Enquanto a maioria das demais regiões do mundo se aproxima da cobertura universal, a marcante carência africana revela desafios estruturais. O relatório destaca a necessidade de políticas públicas direcionadas, investimentos consistentes e modelos de negócios adaptados a contextos de baixa renda para acelerar a chegada da energia a comunidades rurais e periféricas.
Energias renováveis avançam, mas investimentos seguem desiguais
O documento ressalta que fontes renováveis passaram a representar mais de 30% do consumo global de eletricidade, confirmando tendência de expansão observada nos últimos anos. No entanto, a distribuição dos recursos que sustentam essa transição permanece desigual. Em 2024, os fluxos financeiros públicos internacionais destinados a projetos de energia limpa em países em desenvolvimento somaram US$ 24,6 bilhões, ligeiramente acima do montante registrado no ano anterior.
Por outro lado, o investimento externo canalizado para os países menos desenvolvidos recuou 11% em relação a 2023. Essa redução aprofunda o hiato entre nações com maior e menor capacidade de captar capital, o que, segundo os autores do estudo, compromete a possibilidade de esses países cumprirem suas metas de eletrificação e de transição para tecnologias mais limpas.
Obstáculos econômicos ao acesso domiciliar
A pesquisa também aponta a acessibilidade econômica como barreira central. Mesmo quando a infraestrutura está disponível, milhões de famílias não conseguem arcar com os custos de ligação à rede, instalação interna ou pagamento dos serviços básicos de energia.
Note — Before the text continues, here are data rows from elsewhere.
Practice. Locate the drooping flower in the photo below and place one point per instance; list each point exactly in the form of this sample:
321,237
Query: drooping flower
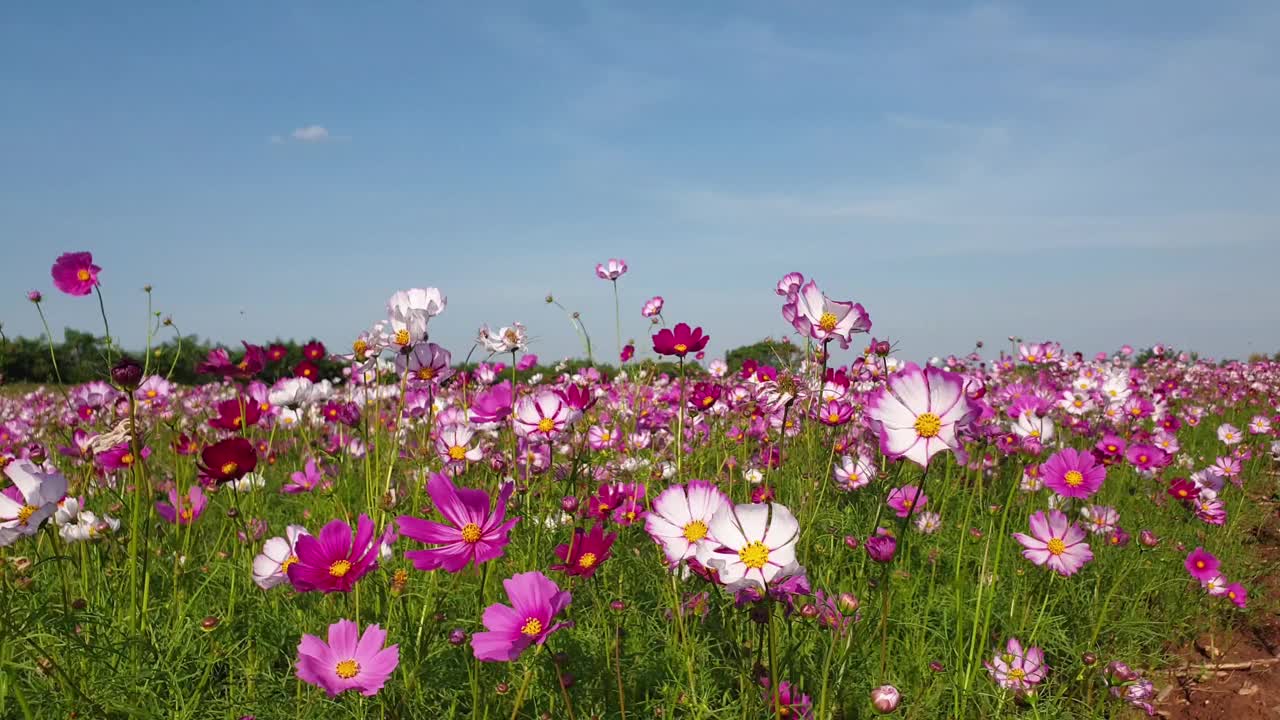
1055,541
1202,564
348,661
272,565
585,551
1018,670
33,497
535,601
681,516
333,561
824,319
917,413
475,533
611,270
754,543
680,341
183,510
74,273
1072,473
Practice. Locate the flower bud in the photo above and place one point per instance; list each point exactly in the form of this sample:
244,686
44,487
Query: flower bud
127,373
885,698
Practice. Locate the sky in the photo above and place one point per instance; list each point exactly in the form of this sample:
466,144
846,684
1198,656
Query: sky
1095,173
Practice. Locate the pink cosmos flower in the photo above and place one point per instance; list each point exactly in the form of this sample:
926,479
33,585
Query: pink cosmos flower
183,510
1072,473
1018,670
542,417
681,516
611,270
1055,541
474,532
917,413
1202,565
535,601
74,273
906,500
334,561
30,501
824,319
348,661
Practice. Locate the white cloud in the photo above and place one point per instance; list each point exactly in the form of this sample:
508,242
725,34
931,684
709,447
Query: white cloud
311,133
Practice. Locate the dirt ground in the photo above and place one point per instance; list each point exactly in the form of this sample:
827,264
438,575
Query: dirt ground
1233,675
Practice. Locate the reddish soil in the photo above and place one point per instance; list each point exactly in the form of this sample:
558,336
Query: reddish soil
1238,679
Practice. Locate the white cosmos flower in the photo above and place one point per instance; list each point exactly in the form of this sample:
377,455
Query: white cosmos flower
681,515
40,495
755,543
272,566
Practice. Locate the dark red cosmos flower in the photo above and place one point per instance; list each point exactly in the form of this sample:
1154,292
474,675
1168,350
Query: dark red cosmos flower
577,397
1183,490
307,369
236,414
681,341
228,460
583,555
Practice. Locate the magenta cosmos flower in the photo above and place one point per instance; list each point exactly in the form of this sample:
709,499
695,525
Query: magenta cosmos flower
74,273
1072,473
918,413
611,270
1057,542
906,500
1202,565
680,341
535,601
334,561
183,510
474,532
348,661
824,319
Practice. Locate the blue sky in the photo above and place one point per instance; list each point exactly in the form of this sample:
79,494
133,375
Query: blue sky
1092,172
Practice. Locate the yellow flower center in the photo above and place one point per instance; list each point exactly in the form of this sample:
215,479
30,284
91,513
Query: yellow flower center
695,531
24,513
754,555
928,424
347,669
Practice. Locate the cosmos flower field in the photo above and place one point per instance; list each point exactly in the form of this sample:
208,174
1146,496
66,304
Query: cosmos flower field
1022,532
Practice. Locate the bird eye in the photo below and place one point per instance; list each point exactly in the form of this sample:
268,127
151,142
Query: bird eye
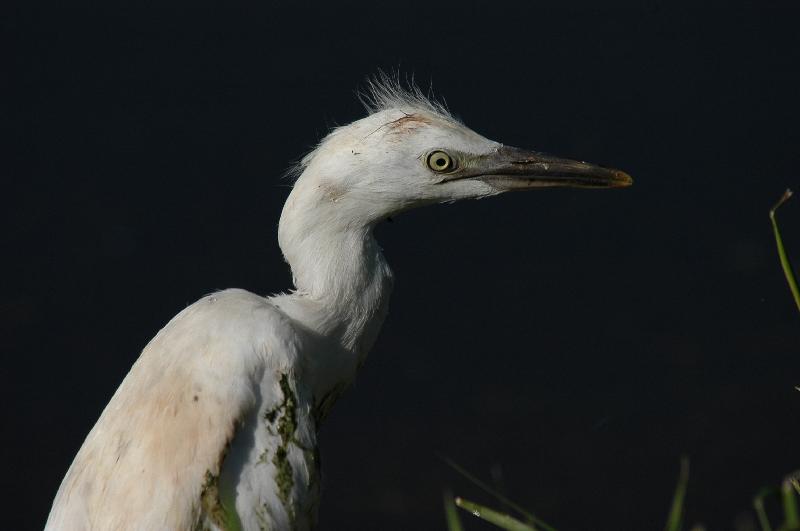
441,162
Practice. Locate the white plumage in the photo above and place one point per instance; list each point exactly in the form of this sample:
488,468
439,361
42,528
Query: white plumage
215,425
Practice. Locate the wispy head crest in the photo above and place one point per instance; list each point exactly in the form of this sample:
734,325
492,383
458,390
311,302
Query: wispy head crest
386,91
383,92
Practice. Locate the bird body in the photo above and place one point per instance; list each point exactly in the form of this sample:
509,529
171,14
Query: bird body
214,427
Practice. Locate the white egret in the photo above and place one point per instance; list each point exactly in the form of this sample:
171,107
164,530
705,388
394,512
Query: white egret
214,427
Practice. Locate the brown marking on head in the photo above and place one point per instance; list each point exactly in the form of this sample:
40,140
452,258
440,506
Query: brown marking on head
332,191
407,123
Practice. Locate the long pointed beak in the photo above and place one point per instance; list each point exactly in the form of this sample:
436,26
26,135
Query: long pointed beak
514,168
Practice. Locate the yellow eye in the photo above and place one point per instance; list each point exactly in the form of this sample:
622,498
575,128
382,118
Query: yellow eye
441,162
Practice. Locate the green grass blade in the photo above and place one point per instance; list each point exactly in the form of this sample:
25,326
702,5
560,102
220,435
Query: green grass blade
675,518
791,520
451,514
501,520
758,505
785,263
527,514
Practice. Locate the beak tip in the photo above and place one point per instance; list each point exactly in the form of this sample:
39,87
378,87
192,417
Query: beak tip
622,179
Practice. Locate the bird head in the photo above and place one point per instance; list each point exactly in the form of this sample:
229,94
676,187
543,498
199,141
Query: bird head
410,152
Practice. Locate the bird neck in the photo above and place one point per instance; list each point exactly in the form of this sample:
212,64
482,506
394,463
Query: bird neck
341,278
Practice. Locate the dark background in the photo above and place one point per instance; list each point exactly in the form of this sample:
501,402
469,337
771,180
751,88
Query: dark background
576,343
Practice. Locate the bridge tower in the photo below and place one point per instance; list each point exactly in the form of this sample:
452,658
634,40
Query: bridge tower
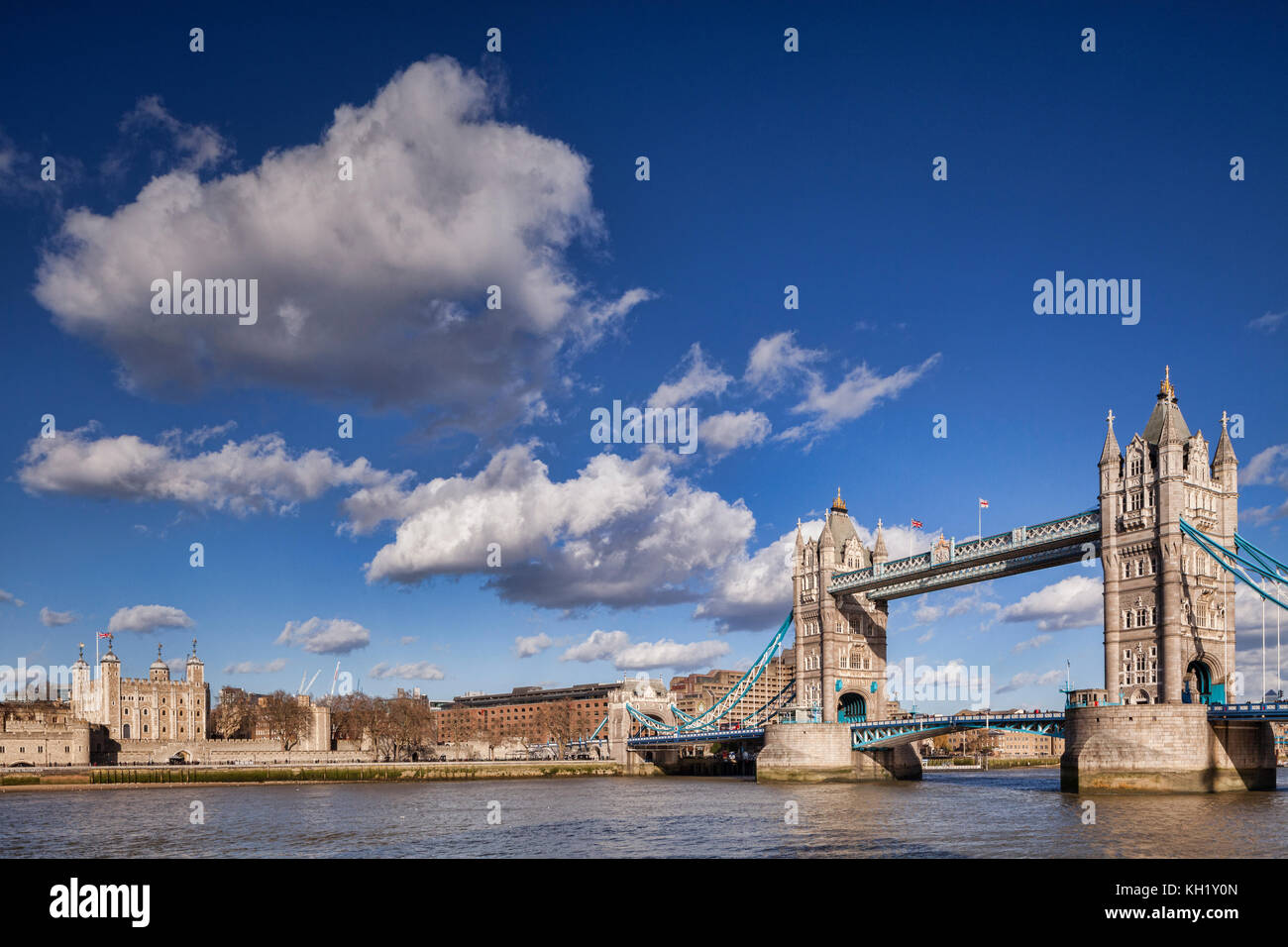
1168,607
840,641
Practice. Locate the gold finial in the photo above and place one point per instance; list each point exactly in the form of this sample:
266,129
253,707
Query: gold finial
1166,389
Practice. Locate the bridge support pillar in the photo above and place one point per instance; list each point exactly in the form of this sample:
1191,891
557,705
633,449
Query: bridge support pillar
1164,748
822,753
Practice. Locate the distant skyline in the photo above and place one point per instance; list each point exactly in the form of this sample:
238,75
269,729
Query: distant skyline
493,279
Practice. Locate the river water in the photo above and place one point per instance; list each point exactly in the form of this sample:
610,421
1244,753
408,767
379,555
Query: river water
1001,813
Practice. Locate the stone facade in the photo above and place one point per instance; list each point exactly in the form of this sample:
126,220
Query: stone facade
1168,605
1164,749
153,709
43,733
840,644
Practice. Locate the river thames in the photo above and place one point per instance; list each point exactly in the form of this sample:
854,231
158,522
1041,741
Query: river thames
1003,813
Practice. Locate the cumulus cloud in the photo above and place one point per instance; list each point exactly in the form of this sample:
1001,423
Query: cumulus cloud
1031,678
1073,602
1269,322
257,668
776,360
373,287
698,380
621,532
52,618
859,392
532,644
729,431
752,591
1035,642
145,618
256,474
325,637
417,671
626,656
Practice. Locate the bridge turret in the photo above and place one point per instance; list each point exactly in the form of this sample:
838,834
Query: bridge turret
879,551
1225,466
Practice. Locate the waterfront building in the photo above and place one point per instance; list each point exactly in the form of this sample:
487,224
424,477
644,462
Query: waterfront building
42,733
156,709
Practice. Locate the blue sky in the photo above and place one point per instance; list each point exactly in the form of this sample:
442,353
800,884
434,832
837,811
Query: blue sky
472,427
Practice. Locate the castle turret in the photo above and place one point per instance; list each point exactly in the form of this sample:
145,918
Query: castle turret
879,551
1111,487
159,671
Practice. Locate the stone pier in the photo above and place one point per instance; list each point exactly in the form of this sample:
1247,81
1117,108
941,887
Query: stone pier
822,753
1164,748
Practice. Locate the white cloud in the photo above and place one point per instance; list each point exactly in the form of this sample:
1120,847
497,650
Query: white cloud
532,644
1030,680
419,671
859,392
325,637
621,532
257,668
617,647
373,287
1269,322
52,618
1265,468
257,474
1035,642
1073,602
776,360
145,618
754,591
728,431
699,380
Os autores recomendam programas de subsídio direcionado, linhas de crédito subsidiadas e soluções fora da rede — como sistemas solares domésticos — para superar esse entrave.
Imagem: Internet
À medida que governos e parceiros buscam atender as populações não conectadas, o relatório sublinha a relevância de mecanismos de financiamento inovadores e tecnologias de menor custo. Mini-redes híbridas, kits solares modulares e modelos de pagamento pré-pago são algumas das alternativas destacadas para ampliar a cobertura sem sobrecarregar consumidores de baixa renda.
Recomendações para alcançar o ODS 7 até 2030
Com apenas seis anos restantes para o prazo estabelecido pela Organização das Nações Unidas, as quatro instituições responsáveis pelo estudo concluem que a liderança política mais robusta, a coordenação entre setores e o foco estratégico em comunidades com maior risco de exclusão são condições indispensáveis para acelerar o acesso universal à energia. Entre as prioridades listadas estão:
- Ampliação de parcerias público-privadas para mobilizar recursos adicionais;
- Fortalecimento de marcos regulatórios que estimulem a expansão de mini-redes e sistemas individuais renováveis;
- Integração de políticas de eletrificação com estratégias de saúde, educação e desenvolvimento rural;
- Monitoramento contínuo de indicadores de acesso para orientar decisões de investimento.
Os organismos internacionais alertam que, sem avanços consistentes e coordenados nos pontos indicados, o objetivo de garantir energia acessível, confiável e sustentável para toda a população mundial até 2030 corre sério risco de não ser alcançado.